Severus Snape slowly woke from one of the weirdest dreams he could ever remember having.
He had dreamed of her again.
Indeed.
A dream full of beeping machines and wailing people, all of them surrounding an inconscious person and following the orders of a snapping, black haired female that reminded him strongly of himself.
He had been dreaming of her for over two weeks now, on a nearly daily basis, and although he hated to admit it, the thruth was that fact was beginning to disturb him.
At first, he'd thought he'd been dreaming with his subconscious' female version of himself, dark-haired, pale-faced and barking in exasperation at a growing number of white-dressed dunderheads, just as he would have done to Longbottom.
But this was getting out of hand.
"Drat my subconscious", he cursed, for he truthfully felt the last thing he needed that morning was yet another of those fully detailed dreams swarming with Muggle procedures and terms he didn't understand nor care for… And with Fiddler.
The woman he was beginning to know through his dreams.
But as the day went on, he found out that his mind kept reliving the latest dream, analyzing the scenes in his head and marveling at the fact that he kept longing for the night to come.
He told himself it was for curiosity's sake only, but at the end he had to accept he only wanted to see her again.
"Nonsense!", he snapped mentally, angry at the mere acknowledgement of a longing he kept hidden even to himself. "She's not even pretty".
And he was right, she wasn't, or at least, not by the usual standards. She wasn't blonde, tall nor slim, she didn't wear make up, and Severus didn't remember ever seen her wearing another thing than a loose surgery scrub and a white coat.

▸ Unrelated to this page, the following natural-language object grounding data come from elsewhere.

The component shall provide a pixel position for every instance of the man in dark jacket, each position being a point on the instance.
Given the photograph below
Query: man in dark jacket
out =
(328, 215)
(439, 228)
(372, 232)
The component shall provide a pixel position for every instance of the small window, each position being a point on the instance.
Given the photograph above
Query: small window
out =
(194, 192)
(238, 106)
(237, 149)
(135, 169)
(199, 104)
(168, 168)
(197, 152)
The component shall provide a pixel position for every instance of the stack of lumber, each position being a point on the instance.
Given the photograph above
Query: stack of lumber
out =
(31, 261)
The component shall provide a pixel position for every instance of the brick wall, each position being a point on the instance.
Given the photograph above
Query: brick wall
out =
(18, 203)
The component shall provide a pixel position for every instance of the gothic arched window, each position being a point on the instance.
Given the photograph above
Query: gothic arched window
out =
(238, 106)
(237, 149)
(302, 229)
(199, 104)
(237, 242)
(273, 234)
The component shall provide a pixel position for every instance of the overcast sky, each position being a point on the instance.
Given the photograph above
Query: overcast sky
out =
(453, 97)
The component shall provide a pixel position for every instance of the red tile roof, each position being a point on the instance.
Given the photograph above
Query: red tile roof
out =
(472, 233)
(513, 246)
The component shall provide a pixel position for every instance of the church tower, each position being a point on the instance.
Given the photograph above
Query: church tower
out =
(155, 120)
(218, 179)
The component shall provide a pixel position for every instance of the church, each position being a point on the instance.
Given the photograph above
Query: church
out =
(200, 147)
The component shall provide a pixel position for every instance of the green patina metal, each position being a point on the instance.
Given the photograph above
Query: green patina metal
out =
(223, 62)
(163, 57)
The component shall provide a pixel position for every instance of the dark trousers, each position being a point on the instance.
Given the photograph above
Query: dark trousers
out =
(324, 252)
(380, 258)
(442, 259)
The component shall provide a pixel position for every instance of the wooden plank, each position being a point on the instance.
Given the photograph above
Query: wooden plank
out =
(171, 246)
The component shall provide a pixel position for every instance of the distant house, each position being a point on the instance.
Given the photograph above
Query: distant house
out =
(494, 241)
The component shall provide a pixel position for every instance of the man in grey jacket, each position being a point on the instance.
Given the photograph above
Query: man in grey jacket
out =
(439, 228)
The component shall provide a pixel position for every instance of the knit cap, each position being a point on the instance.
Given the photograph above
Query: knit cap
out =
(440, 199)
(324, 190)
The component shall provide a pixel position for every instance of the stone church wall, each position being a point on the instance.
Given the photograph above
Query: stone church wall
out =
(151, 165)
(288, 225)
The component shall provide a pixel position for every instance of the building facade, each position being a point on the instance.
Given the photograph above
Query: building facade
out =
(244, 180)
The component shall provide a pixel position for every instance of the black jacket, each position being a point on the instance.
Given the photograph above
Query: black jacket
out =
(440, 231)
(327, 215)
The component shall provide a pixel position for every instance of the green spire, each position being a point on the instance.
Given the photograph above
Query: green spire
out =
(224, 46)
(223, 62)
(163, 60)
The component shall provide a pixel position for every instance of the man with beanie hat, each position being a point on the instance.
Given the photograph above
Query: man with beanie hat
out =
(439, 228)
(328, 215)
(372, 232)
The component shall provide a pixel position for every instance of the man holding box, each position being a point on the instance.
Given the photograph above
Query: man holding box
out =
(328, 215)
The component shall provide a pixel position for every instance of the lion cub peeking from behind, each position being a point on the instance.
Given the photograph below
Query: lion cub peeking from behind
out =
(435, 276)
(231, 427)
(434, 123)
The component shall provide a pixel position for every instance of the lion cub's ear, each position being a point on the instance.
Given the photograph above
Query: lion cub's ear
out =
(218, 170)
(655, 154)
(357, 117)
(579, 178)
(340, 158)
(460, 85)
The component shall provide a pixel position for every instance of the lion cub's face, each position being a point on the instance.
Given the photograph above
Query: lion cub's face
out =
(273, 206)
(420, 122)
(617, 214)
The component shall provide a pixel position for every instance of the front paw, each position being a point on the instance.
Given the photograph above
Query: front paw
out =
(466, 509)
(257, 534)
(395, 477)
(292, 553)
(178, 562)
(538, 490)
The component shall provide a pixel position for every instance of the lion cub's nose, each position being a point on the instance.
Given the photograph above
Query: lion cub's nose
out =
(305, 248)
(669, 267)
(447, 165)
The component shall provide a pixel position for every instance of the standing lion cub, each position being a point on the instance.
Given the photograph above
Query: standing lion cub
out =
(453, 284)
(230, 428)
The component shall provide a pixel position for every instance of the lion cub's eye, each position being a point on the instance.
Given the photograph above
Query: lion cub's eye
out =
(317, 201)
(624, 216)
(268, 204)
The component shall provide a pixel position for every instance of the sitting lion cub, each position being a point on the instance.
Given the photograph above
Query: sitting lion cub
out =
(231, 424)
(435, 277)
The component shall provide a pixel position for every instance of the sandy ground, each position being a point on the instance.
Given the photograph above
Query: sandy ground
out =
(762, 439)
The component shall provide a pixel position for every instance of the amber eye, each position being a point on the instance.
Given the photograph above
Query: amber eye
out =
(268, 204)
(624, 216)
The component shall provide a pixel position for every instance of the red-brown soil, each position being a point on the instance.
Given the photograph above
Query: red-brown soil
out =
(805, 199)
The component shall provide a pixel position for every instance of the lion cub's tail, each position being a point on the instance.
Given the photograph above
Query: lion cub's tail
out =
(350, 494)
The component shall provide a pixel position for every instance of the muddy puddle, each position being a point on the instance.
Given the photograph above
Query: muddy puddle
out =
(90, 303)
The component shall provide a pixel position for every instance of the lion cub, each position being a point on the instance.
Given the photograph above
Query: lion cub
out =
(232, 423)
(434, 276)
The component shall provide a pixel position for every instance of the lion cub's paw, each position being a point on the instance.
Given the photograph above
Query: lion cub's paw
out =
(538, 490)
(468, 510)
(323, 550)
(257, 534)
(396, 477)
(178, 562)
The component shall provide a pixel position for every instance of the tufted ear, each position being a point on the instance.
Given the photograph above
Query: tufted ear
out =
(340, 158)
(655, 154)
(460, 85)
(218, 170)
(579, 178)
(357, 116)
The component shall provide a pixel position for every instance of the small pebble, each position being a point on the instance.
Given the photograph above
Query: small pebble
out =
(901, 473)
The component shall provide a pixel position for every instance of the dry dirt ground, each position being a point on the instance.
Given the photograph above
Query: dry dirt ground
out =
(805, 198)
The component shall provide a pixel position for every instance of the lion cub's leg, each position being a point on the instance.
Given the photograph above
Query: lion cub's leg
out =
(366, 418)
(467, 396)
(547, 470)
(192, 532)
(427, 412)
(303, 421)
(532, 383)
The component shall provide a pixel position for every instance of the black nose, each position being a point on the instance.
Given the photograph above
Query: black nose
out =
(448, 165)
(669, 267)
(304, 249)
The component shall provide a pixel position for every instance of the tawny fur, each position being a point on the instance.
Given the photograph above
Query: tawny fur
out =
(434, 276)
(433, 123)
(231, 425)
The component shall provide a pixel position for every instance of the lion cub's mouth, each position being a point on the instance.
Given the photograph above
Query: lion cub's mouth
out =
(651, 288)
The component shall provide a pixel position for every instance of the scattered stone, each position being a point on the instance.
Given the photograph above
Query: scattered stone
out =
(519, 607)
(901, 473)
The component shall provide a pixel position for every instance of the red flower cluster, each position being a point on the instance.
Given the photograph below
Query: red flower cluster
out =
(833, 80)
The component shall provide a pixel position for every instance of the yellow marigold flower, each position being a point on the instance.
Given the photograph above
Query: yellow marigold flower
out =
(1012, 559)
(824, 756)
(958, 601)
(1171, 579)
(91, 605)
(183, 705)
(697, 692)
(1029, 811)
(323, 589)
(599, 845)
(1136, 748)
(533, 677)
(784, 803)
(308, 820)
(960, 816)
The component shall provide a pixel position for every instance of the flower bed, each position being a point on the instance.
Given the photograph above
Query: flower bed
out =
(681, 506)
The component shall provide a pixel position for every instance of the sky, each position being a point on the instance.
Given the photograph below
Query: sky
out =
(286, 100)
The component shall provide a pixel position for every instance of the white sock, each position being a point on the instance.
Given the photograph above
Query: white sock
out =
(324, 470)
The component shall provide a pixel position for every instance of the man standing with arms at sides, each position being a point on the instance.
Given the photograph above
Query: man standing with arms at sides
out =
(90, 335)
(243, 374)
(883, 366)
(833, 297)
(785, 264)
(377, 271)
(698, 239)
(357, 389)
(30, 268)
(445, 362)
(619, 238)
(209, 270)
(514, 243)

But it was the hair, those incredibly black strands of lustrous straight hair that fell to her waist and framed her face what kept Severus' mind wandering back to the image of her all day long. Because it reminded him of something he couldn't quite pinpoint.
He was brusquely brought back to reality when a running something bumped carelessly into him. He lowered his piercing gaze to the offending object, and smirked.
Potter. He should have known.
"Potter, aware as I am of the fact that it takes you an extraordinary amount of wits to keep focused on your steps as you wave your cheering fans, I must ask you to keep from getting on my way. 50 points from Gryffindor".
"I didn't see you coming, sir", Harry replied harshly.
"Get your glasses adjusted, then", Severus said, dismissevily and strode away, robes billowing, leaving Harry shaking with rage.
Had Severus decided to use Legilimency just then, points wouldn't have been the only thing deducted from Harry.
Severus Snape entered his heavily warded chambers and headed directly to his bathroom. Despite of most of his students' opinion, Severus Snape indeed enjoyed his daily evening bath. It was, perhaps, the only time and place when he allowed his own wards to fall and examined thoughts and feelings objectively.
He poured himself a glass of brandy and stepped into the near-scalding water. Slowly, he felt his taut muscles begin to relax and his eyes drifted shut.
And the image of Fiddler Greene popped out of nowhere in his mind.